Patrick Chkoreff pc at fexl.com
Wed Feb 2 17:59:13 EST 2022

John Levine wrote on 2/2/22 4:57 PM:

> In related news, Jack Dorsey is funding a legal defense fund in an
> even stranger case in the UK where Wright is suing people to force
> them to help him recover keys he allegedly lost in a computer hack in
> 2020:
> https://nypost.com/2022/01/13/jack-dorsey-looks-to-give-bitcoin-developers-a-boost-with-nonprofit/

I would expect that the individual who created bitcoin, authored the 
white paper, and presumably mined the genesis block would make secure 
backups of his keys.  If he did make the rookie mistake of losing the 
keys, I would not expect him to demand that others boil the oceans at 
their own expense to help him recover them.  Judged by those 
expectations, the plaintiff's claim does not sound legitimate to me.
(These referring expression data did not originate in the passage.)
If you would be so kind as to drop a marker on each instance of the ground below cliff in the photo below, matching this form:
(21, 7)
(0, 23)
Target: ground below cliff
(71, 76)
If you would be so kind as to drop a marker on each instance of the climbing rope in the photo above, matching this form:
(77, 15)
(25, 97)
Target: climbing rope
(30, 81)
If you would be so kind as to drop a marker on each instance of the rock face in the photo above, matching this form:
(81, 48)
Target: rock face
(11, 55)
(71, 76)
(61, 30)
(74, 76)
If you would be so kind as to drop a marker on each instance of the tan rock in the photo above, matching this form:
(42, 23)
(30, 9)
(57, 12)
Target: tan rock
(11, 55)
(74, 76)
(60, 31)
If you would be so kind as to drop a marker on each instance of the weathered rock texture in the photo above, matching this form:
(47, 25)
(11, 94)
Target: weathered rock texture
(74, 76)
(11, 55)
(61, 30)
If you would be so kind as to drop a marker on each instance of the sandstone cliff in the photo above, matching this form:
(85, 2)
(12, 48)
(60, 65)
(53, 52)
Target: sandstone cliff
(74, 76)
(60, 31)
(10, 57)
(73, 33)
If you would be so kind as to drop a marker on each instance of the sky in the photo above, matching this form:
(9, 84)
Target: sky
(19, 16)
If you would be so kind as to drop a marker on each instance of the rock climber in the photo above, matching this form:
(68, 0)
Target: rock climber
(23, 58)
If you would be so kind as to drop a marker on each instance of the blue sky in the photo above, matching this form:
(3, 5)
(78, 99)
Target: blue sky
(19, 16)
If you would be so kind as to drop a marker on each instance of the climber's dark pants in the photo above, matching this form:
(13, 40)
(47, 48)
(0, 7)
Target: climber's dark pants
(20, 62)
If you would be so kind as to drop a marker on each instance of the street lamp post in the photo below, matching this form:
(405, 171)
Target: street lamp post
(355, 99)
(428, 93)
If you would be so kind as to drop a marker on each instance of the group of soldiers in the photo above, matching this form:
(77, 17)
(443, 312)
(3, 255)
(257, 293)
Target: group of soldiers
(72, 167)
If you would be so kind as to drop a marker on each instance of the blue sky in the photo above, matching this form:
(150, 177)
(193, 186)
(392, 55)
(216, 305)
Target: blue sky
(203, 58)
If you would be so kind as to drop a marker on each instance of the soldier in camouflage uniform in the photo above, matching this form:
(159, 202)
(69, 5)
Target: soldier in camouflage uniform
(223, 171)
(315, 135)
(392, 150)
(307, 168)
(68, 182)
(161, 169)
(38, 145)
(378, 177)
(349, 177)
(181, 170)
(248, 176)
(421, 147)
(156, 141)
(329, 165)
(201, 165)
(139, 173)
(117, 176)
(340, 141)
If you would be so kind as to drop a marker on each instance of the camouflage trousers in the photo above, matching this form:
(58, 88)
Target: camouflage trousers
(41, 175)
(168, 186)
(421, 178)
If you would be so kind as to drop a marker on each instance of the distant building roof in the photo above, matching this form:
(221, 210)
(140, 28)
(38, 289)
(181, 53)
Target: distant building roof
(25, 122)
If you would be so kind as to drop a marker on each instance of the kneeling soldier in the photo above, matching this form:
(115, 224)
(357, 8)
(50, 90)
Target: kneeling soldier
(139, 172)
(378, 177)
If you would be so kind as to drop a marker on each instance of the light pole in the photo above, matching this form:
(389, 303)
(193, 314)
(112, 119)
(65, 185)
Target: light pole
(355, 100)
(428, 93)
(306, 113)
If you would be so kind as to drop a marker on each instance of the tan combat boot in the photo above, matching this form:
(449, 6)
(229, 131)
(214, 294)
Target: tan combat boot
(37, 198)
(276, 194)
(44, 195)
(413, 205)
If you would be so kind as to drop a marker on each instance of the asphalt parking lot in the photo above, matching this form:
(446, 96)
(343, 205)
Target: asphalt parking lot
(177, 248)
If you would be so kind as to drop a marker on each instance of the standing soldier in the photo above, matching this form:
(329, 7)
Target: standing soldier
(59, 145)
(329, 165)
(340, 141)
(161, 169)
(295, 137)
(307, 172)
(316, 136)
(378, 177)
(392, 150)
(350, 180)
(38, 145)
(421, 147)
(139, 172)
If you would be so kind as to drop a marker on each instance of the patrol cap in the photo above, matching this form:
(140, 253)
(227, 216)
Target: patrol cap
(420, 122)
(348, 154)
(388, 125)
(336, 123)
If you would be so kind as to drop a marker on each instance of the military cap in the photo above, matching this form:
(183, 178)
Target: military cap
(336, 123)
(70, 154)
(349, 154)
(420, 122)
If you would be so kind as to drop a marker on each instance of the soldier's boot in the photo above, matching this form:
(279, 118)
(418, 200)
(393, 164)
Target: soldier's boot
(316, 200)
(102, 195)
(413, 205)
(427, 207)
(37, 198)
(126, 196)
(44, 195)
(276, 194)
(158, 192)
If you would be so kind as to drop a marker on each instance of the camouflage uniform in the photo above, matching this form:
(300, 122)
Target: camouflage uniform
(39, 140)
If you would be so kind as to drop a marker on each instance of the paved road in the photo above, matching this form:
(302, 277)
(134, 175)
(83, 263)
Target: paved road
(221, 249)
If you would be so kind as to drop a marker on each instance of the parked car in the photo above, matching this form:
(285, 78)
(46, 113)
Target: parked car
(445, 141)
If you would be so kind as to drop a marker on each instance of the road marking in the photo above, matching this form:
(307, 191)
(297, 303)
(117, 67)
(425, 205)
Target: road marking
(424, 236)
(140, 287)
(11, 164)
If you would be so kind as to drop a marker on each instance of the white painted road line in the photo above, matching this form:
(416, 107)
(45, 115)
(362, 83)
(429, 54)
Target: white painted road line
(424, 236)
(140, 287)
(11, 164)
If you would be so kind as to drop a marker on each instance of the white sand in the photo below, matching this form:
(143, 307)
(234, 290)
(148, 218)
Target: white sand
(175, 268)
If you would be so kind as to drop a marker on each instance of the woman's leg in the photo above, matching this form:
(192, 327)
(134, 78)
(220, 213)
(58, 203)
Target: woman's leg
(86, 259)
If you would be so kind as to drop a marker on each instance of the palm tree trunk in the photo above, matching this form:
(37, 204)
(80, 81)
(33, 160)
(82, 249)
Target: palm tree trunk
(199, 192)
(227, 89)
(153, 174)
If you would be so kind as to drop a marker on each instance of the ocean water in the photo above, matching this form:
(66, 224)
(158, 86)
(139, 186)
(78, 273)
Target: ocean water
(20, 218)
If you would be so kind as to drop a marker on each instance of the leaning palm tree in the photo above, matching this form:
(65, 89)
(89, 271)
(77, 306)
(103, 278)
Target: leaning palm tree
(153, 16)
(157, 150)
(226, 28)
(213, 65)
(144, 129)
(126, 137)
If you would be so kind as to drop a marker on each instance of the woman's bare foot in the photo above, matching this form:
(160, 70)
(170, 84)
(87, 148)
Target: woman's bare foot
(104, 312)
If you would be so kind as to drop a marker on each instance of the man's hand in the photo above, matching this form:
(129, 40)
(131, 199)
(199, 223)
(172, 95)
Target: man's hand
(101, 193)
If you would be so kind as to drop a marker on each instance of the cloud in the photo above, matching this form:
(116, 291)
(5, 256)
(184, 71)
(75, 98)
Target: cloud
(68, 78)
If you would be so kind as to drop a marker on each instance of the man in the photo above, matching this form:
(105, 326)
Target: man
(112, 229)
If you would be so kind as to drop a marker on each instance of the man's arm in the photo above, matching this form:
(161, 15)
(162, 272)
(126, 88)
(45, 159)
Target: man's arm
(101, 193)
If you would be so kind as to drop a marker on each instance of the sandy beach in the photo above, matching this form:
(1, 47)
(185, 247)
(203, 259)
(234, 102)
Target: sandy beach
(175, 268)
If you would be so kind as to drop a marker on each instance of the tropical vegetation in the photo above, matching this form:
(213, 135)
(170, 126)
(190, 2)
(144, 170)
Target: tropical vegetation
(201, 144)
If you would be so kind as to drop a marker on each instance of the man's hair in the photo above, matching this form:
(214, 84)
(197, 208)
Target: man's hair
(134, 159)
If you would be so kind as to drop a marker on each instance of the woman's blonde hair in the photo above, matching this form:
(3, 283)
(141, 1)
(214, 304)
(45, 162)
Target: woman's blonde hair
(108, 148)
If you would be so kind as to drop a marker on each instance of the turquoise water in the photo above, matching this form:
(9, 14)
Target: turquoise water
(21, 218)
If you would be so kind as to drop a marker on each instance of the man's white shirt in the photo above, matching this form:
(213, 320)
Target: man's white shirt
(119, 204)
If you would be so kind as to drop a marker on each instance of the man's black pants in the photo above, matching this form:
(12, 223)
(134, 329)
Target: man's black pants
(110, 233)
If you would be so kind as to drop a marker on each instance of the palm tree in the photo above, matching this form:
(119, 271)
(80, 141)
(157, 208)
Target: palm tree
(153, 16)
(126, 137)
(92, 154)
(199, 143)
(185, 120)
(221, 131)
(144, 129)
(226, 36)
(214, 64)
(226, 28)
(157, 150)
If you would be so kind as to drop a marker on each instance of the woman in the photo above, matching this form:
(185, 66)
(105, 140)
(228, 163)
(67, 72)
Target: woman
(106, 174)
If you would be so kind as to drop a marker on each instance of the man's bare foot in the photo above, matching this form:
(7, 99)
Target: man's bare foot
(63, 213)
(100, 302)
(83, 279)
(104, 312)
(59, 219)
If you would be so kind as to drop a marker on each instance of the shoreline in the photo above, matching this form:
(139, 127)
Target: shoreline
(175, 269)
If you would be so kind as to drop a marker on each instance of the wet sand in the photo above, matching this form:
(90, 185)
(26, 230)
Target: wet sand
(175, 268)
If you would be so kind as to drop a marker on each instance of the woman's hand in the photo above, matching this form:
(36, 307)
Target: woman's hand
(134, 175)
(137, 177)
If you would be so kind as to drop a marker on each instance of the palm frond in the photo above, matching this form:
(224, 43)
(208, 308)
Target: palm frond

Allegedly the plaintiff "lost the encrypted keys when his home computer 
network was hacked."  Real hackers would have simply copied the keys and 
immediately moved the assets to their control under another key.  There 
is no particular reason to delete all the copies they found on the 
victim's network, as they would assume he had secure copies of the keys 
on other media, such as a USB stick and good quality paper.

Plaintiff claims that the hackers, upon obtaining a copy of the keys, 
proceeded to delete every copy on the victim's network that they could 
find, and then, assuming the victim had no other backups, calmly assumed 
that they did not need to move the stolen assets under the control of 
another key.  This claim defies credibility.

Plaintiff asserts that "he created bitcoin to operate within existing 
laws and that in the event of loss or theft, where legitimate ownership 
can be proven, the developers have a duty to ensure recovery."  This 
claim is amateurish.  Bitcoin is a system in which control of a private 
key is the sole determinant of ownership of the assets associated with 
that key, and loss of the key implies loss of the assets.  A "duty to 
ensure recovery" implies that an unspecified other party has a duty 
solve an impossible mathematical puzzle.  Therefore, no such duty exists.